The bottom line: Employers may still have to submit data for 2026 and are still subject to similar reporting requirements at the state level.
What this means: Employers would no longer have to file annual EEO-1, EEO-2, EEO-3, EEO-4, and EEO-5 reports with the Equal Employment Opportunity Commission (EEOC). The rule itself is currently under review at the White House and not yet public. After review, it is subject to a 60-day comment period.
Employers may still have to report for 2026: The above process could take several months to complete, meaning that a final rule rescinding reporting requirements may not be effective ahead of the September 30th deadline to submit 2026 EEO-1 reports.
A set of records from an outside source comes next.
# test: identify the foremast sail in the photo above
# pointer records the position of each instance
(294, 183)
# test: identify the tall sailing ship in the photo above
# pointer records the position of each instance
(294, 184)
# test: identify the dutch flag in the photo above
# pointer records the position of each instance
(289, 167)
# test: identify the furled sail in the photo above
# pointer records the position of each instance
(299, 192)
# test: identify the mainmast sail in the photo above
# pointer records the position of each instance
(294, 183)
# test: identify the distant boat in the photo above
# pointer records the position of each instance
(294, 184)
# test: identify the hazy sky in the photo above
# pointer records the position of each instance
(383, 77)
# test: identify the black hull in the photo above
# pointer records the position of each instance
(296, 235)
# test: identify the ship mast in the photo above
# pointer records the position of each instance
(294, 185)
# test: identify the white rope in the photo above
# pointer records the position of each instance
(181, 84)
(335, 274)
State requirements, investors, and future EEOC activity: Should the EEOC succeed in rescinding all federal reporting requirements, employers will still need to collect and report demographic data.
California, Illinois, Massachusetts, and New York City all currently require large employers to file similar demographic data reports (as well as pay equity data). Other states are likely to follow, especially to fill the potential void left by the EEOC.
CHRO considerations:
- Review whether your organization is subject to state reporting requirements.
- Continue to prepare to file EEO-1 reports for 2026 as the final rule may take time.
- Consider the merits and risks of continued data collection. EEOC Chair Lucas has already expressed skepticism over the need (or legality) of sharing demographics data.
- A future Democratic EEOC may restore reporting requirements.
- We will report if/when a proposed rule is published.